The Greek parliament is voting today on the bailout conditions reluctantly accepted by Greek Prime Minister Alexis Tsipras earlier in the week. The vote is expected to pass even as a contentious new report by the IMF leaked to the press. In the starkest terms yet, the report states that without an extended debt holiday the bailout would be destined fail, and that the IMF would not be able to participate if European creditors did not immediately address this fact. It suggested that Greece should not have to pay a single interest or principal payment on the entire stock of European debt until 2053, a time horizon that far exceeds anything European countries, most notably Germany, are reportedly ready to countenance.
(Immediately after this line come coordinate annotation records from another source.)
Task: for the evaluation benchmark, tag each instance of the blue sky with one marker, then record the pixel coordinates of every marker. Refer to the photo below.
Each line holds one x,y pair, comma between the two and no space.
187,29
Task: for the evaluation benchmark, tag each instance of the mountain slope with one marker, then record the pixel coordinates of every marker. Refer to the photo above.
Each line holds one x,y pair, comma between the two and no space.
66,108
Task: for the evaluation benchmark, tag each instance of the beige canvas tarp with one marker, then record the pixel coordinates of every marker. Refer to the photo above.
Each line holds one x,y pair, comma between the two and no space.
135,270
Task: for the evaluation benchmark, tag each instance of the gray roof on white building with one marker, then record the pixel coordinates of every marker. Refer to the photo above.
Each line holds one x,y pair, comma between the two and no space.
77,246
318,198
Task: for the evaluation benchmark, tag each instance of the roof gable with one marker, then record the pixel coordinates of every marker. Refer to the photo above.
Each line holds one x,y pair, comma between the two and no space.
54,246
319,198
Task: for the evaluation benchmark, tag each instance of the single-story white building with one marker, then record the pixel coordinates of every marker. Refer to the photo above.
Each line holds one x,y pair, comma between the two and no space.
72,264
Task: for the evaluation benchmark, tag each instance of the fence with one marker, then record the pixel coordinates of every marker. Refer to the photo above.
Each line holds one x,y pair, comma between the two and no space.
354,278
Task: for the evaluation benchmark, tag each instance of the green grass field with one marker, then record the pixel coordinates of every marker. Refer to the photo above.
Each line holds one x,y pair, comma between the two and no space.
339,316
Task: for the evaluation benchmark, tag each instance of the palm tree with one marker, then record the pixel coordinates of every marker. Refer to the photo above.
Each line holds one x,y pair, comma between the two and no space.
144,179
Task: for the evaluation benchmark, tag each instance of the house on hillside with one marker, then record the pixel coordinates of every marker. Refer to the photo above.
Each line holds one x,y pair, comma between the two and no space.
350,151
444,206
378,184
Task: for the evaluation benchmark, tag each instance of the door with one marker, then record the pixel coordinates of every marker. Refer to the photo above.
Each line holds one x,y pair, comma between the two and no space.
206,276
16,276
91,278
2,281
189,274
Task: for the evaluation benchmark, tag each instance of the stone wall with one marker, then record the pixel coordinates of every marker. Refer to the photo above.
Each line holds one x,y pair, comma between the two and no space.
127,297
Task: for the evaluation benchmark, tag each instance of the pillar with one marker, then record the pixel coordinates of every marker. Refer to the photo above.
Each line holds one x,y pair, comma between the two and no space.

The push for Greek debt relief has the belated backing of the Obama Administration, which has seemed to snap into action in recent days in an attempt to stave off disaster in Europe. U.S. Treasury Secretary Jacob Lew is in Brussels today meeting with European finance ministers, urging them to consider further measures. It’s good that the U.S. is exerting pressure behind the scenes, even at this late date. As Walter Russell Mead wrote in an essay a few weeks back, Washington should not have been this passive for this long:

As for Washington, the Obama administration has spent most of its time and dissipated its political and intellectual energy chasing unicorns—remember the reset with Russia, the once-ballyhooed G-20 forum, and the ‘transition to democracy’ in Egypt?—at a time when the European Union, the foundation of America’s alliance system and our greatest single partner for trade and investment, was sinking into crisis. The United States has been AWOL as the EU lost its way. The Obama administration failed to understand just how important Europe is to the United States, and it has never appreciated how important the United States is to Europe.

An intellectually engaged, politically committed Washington might have been able to help the Europeans out of their impasse; that has in many ways been the American role in Europe since the 1920s Dawes and Young Plans. When we commit and engage, things often go well in Europe. When we walk away and close our eyes, they rarely do. This would not have involved wars, drones, troops or huge foreign aid plans. It’s the kind of international project that Democrats could have sold to the base. It would have only required the kind of ‘smart diplomacy’ that the Obama team claimed it was bringing to the table. But unicorn-chasing is more glamorous than attending to the foundations of liberal world order. Washington has criticized everyone and helped no one in the euro crisis; not since the 1930s has America been this absent when its vital interests were this critically engaged.

But will this last-ditch effort by the U.S. be enough? German Finance Minister Wolfgang Schäuble seemed to admit that he would have preferred to see Greece leave the eurozone rather than have the deal signed. “There are many people, also in the German federal government, that are pretty well convinced that [a Greek euro exit] would be a much better solution for Greece and the Greek people,” Schäuble said. “But it’s something that only [the Greeks] can do themselves.” The German parliament will vote on the deal on Friday, if the Greek parliament passes its agreed-upon reforms today.